PCR amplification of DNA is not required for this method. The routine southern blot experiment can be used.
The complimentary DNA sequences are radiolabeled on agarose gel for visualization in this method. This method is used to identify the origins of a particular plant species.
This method is not much favored for DNA fingerprinting, as it has many drawbacks. The results cannot indicate the chance of match between two organisms.
The other drawback of RFLPs is a costly process which involves lot of labor and money.
Randomly Amplified Polymorphic DNAs (RAPDs)This method is most commonly used for primary assay.
This method helps in screening the differences in DNA sequences of two species of plants.
This method is used to search the sequences required for random amplification. In this method, using short single primers at low annealing tempratures, DNA is cut and amplified.
Using electrophoresis and superimposing the gels, a banding pattern is identified. The gel is cut where the target band is found and the DNA is isolated and sequenced.
This target is used to assess DNA from other cultivars. This technique is more cost-effective than RFLPs. The drawback for this method is that RAPDs lack specificity due to low annealing temperatures and easier reaction conditions.
Simple Sequence Repeats (SSR)Simple sequence repeats are microsarellites. They show high degree of polymorphism.
They are isolated using hybridized probes followed by their sequences. They are detected by gel electrophoresis using specific dyes or radiolabelling.
The advantage of SSRs is that the amount of DNA required is less than RFLPs.

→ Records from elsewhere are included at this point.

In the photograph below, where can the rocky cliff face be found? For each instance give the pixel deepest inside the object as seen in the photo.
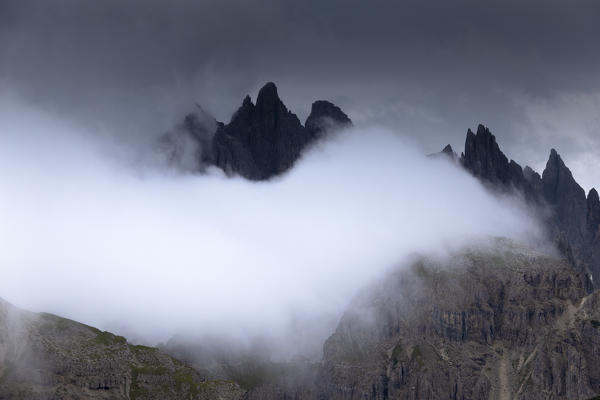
(43, 356)
(501, 322)
(262, 140)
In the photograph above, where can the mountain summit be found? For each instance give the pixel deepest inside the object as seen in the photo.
(262, 140)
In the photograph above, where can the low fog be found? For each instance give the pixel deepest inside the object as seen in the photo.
(90, 234)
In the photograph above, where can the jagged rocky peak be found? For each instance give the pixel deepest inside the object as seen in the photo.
(323, 116)
(447, 152)
(593, 212)
(485, 160)
(566, 197)
(262, 140)
(483, 157)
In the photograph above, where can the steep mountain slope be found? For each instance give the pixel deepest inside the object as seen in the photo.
(571, 219)
(43, 356)
(500, 323)
(492, 322)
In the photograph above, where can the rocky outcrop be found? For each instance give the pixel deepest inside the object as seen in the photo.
(261, 141)
(504, 323)
(325, 116)
(571, 219)
(484, 159)
(446, 153)
(566, 198)
(43, 356)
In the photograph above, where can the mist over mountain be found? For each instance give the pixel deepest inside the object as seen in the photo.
(235, 200)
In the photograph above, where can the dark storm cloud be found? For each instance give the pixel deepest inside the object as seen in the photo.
(431, 69)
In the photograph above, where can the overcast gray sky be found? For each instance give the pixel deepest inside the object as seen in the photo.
(530, 70)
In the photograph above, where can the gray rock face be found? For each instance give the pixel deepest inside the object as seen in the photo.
(566, 198)
(261, 141)
(505, 324)
(571, 219)
(593, 214)
(43, 356)
(484, 159)
(324, 116)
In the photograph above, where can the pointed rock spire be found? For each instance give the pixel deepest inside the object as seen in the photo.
(482, 156)
(323, 116)
(566, 197)
(261, 140)
(447, 152)
(593, 213)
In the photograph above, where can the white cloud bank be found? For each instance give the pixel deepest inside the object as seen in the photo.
(153, 254)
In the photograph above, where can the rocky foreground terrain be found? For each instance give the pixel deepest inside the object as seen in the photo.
(493, 321)
(45, 357)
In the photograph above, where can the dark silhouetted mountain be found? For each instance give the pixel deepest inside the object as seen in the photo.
(534, 179)
(188, 146)
(484, 159)
(566, 198)
(571, 219)
(323, 116)
(43, 356)
(447, 152)
(262, 140)
(593, 213)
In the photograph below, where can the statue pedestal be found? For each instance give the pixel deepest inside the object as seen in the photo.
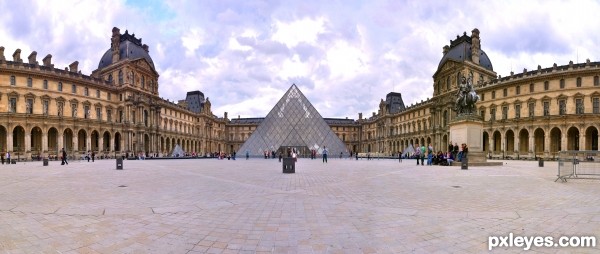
(468, 129)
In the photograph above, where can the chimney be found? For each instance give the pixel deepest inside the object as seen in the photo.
(32, 58)
(475, 46)
(115, 42)
(73, 66)
(48, 61)
(17, 56)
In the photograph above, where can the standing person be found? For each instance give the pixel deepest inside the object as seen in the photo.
(422, 154)
(64, 159)
(429, 154)
(417, 152)
(455, 150)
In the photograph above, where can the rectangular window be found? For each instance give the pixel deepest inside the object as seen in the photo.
(108, 115)
(546, 108)
(12, 105)
(86, 112)
(73, 110)
(531, 109)
(45, 104)
(579, 106)
(59, 110)
(98, 114)
(29, 106)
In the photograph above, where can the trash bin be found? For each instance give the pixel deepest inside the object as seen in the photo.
(119, 163)
(464, 163)
(289, 165)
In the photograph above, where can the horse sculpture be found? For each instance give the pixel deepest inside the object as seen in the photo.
(466, 97)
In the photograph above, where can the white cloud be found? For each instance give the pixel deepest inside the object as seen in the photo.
(245, 55)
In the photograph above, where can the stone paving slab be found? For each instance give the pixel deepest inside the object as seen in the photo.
(249, 206)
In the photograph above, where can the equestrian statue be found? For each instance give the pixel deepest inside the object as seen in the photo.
(466, 97)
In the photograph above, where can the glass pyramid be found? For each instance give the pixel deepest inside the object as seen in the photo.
(293, 124)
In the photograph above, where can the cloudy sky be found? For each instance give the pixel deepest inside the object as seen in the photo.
(343, 55)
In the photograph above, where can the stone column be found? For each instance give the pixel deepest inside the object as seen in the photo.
(9, 143)
(531, 145)
(44, 144)
(60, 141)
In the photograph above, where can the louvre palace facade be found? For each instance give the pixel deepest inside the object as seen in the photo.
(117, 109)
(114, 111)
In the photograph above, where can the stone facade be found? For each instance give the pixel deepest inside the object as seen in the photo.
(114, 111)
(117, 109)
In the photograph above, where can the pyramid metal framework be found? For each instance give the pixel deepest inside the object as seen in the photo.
(293, 122)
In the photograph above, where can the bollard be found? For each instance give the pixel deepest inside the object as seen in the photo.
(289, 165)
(464, 163)
(119, 163)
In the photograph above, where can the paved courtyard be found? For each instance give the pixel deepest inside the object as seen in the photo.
(345, 206)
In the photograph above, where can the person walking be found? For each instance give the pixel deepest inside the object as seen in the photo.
(423, 155)
(417, 153)
(64, 158)
(429, 155)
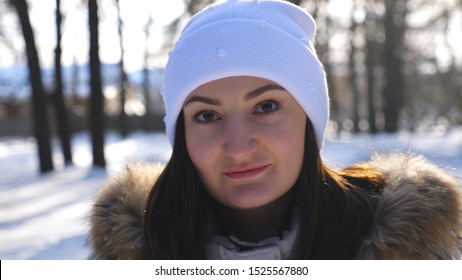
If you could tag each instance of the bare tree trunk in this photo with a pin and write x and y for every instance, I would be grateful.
(96, 97)
(353, 75)
(393, 92)
(58, 98)
(148, 117)
(371, 50)
(40, 120)
(123, 118)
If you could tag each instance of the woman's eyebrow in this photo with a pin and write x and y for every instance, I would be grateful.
(259, 91)
(206, 100)
(251, 95)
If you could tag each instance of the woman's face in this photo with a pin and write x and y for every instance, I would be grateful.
(245, 136)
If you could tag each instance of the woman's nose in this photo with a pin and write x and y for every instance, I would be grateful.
(240, 138)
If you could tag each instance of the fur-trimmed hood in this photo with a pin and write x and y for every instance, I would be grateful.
(418, 216)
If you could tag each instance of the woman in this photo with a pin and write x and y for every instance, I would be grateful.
(246, 112)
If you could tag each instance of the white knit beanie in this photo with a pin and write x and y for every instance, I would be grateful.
(269, 39)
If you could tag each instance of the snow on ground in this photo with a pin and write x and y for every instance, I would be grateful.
(44, 216)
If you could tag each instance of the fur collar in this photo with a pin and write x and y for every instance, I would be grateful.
(419, 215)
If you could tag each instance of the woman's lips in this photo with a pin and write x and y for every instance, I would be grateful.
(245, 172)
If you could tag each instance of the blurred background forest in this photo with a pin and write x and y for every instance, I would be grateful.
(96, 65)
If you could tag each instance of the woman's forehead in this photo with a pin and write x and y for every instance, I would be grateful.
(232, 84)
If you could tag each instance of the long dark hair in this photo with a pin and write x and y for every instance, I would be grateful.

The assays involving SSRs are more robust, making them more efficient than RAPDs.
The drawback of this method is that seperate SSR primers are needed for each species.
Amplified Fragment Length Polymorphism (AFLP)This method is a PCR based derivative of RFLP. Here sequences are selectively amplified using the primers. This method is more useful than RFLP or RAPD as more loci can be evaluated. AFLP helps in determining a large number of polymorphism. This method is also cost effective.
ADVANTAGES OF DNA FINGERPRINTING IN PLANTS ARE AS FOLLOWS:DNA fingerprinting is used for the identification of genetic diversity within a breeding population. It is used to identify a gene of interest. In the United States, it is also used to detect a genetically modified organisms in agriculture.
RFLP markers are used to detect the genetic distance in wheat.
RAPD markers are used for characterization, estimation of genetic relatedness and determination of genetic diversity of tea germplasm. It is also used to find genetic relatedness and difference in figs.
AFLP markers help in assessing genetic diversity among cultivars such as wheat. It also helps detect higher level of polymorphism.
DNA fingerprinting of herbal drugs can be useful in authenticating the various claims of medical uses related to the plants.